LinkedIn and other career networking media platforms have consistently been one of the top two methods for new Cornell graduates to find jobs in recent years. Most people in search of an internship or a job now have an up to date LinkedIn profile. And for most of those people, their connections mostly consist of people they’re not very familiar with. And according to “A causal test of the strength of weak ties,” a paper published by researchers from MIT, Harvard and Stanford, for most people, it also tends to be the people users are not very familiar with that help them land jobs. The usefulness of weak ties has been widely acknowledged for decades, ever since Granovetter’s paper in 1973 which was mentioned in class, but it’s been hard to prove until now.

LinkedIn is the biggest networking platform on the planet, and the way it allows so many more weak ties to be created is changing the world’s job market. The authors of the paper utilized LinkedIn’s People You May Know algorithm to conduct experiments, collecting data from 20 million LinkedIn accounts over 5 years.
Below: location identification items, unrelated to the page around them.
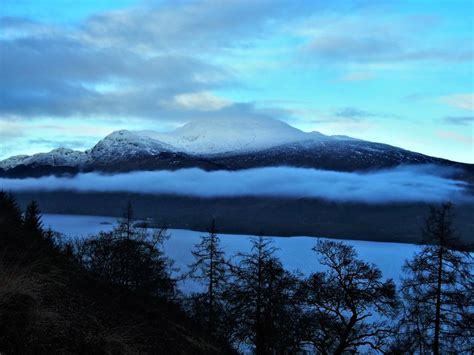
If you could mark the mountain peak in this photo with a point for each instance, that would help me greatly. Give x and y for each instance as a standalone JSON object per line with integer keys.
{"x": 230, "y": 135}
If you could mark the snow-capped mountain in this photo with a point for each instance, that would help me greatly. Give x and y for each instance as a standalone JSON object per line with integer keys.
{"x": 224, "y": 136}
{"x": 56, "y": 157}
{"x": 126, "y": 144}
{"x": 219, "y": 144}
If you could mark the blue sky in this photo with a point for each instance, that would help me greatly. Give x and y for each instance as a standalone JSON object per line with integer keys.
{"x": 397, "y": 72}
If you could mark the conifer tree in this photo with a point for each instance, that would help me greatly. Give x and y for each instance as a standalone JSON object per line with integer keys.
{"x": 210, "y": 269}
{"x": 32, "y": 223}
{"x": 438, "y": 290}
{"x": 349, "y": 305}
{"x": 261, "y": 300}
In order to collect data, LinkedIn modified the PYMK algorithm for those users, showing some people more suggestions for people they had a weak link to, and showing others a larger proportion of people they had weak links to. Over these 5 years, between the 20 million users, about 2 billion new connections were made, 70 million job applications were sent, and 600,000 new jobs were accepted through LinkedIn. And in this data, it was found that moderately weak ties (with at most 10 mutual connections), followed by very weak ties, actually increased job mobility the most.
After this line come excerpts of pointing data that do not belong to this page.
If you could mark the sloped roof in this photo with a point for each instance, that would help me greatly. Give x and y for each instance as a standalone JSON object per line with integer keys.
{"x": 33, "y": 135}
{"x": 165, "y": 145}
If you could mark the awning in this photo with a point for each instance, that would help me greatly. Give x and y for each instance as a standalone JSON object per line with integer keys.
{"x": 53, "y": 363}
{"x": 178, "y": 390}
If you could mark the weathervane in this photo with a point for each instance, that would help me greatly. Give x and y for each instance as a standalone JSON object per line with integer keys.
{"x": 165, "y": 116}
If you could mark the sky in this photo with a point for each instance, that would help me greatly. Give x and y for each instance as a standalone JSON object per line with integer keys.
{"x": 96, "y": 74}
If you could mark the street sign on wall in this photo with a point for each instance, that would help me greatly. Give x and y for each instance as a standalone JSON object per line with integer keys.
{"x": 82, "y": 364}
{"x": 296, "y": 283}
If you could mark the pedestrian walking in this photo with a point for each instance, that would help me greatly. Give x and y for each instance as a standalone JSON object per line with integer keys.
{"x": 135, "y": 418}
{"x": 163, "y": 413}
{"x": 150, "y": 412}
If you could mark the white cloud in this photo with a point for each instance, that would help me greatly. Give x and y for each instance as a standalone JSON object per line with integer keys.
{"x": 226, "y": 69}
This relationship makes sense– someone not in your group of tight-knit friends generally has access to different useful information than the information shared amongst your group. In class, an example was made about how bridges between friend groups tend to benefit a lot more by being the source where information is exchanged. Weak links are essential for information to be passed between clusters, and being the bridge allows you to access that information faster, which can be an excellent help in looking for a new job. And logically, having more weak ties would give you access to more sources of information, and therefore more information about new job opportunities.